Lest we become shocked or appalled, let us remember just how common terrorism is, not just state-sponsored but state-implemented. When an American major declared after razing Ben Tre in Vietnam that 'it became necessary to destroy the village in order to save it,' this was terrorism. American policy was to burn the countryside in which the National Liberation Front found refuge and support, so that its people would be forced to move to the cities where they would be free of communist influence; moreover, it was hoped, ridiculously, that the villagers would blame the Viet Cong for the descruction of their homes and not the country that sent the bombers and their napalm there in the first place. Needless to say, this did not succeed, and I find it amazing that Israel is repeating the exact same mistake with Hamas. When UN sanctions were implemented against Iraq, this was terrorism too, because they also stopped food, medical and other basic supplies being delivered, punishing the citizenry and not Saddam Hussein - this was supported by most Western countries, not just the United States.

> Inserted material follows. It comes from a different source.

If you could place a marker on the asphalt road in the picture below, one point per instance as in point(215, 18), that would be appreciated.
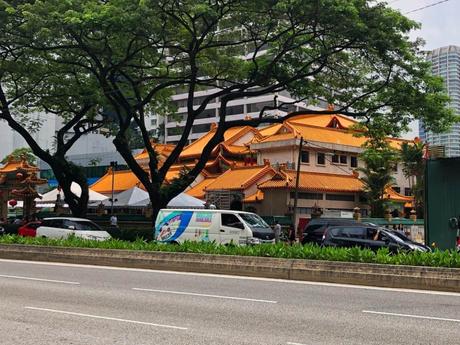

I think the populations were willing to go along with this because when they heard of 'economic' sanctions, they thought of the privileges our rich economies give us, in which we can take basics like food, water and shelter not as economic assets but as simple facts of life. Nevertheless, in allowing our government to pursue a policy that killed half a million Iraqi children (without removing Saddam Hussein), we were complicit in terrorism.

When someone says 'terrorist,' we think of a lone bearded man on an airplane, but the intentional injury and slaughter of civilians is no more moral for being validated with a parliamentary stamp. It is a tactic, and it is a highly immoral one; moreover, it is a sign of impotence, showing the utter inability to attack one's targets directly. It's obvious why the Palestinians cannot do this - direct attacks on the IDF would be largely doomed to failure - but Israel's immense military power gives it the ability to execute these tactics with much greater devastation. I don't think Israel is genocidal, and I don't think it is a country of apartheid. However, the tactics it currently uses directly target civilians in the knowledge that they will be harmed. The accusation of terrorism is not made for shock value, nor to satisfy a requirement of balance in discussions of the conflict. It is the only word applicable to Israel's current tactics in Gaza.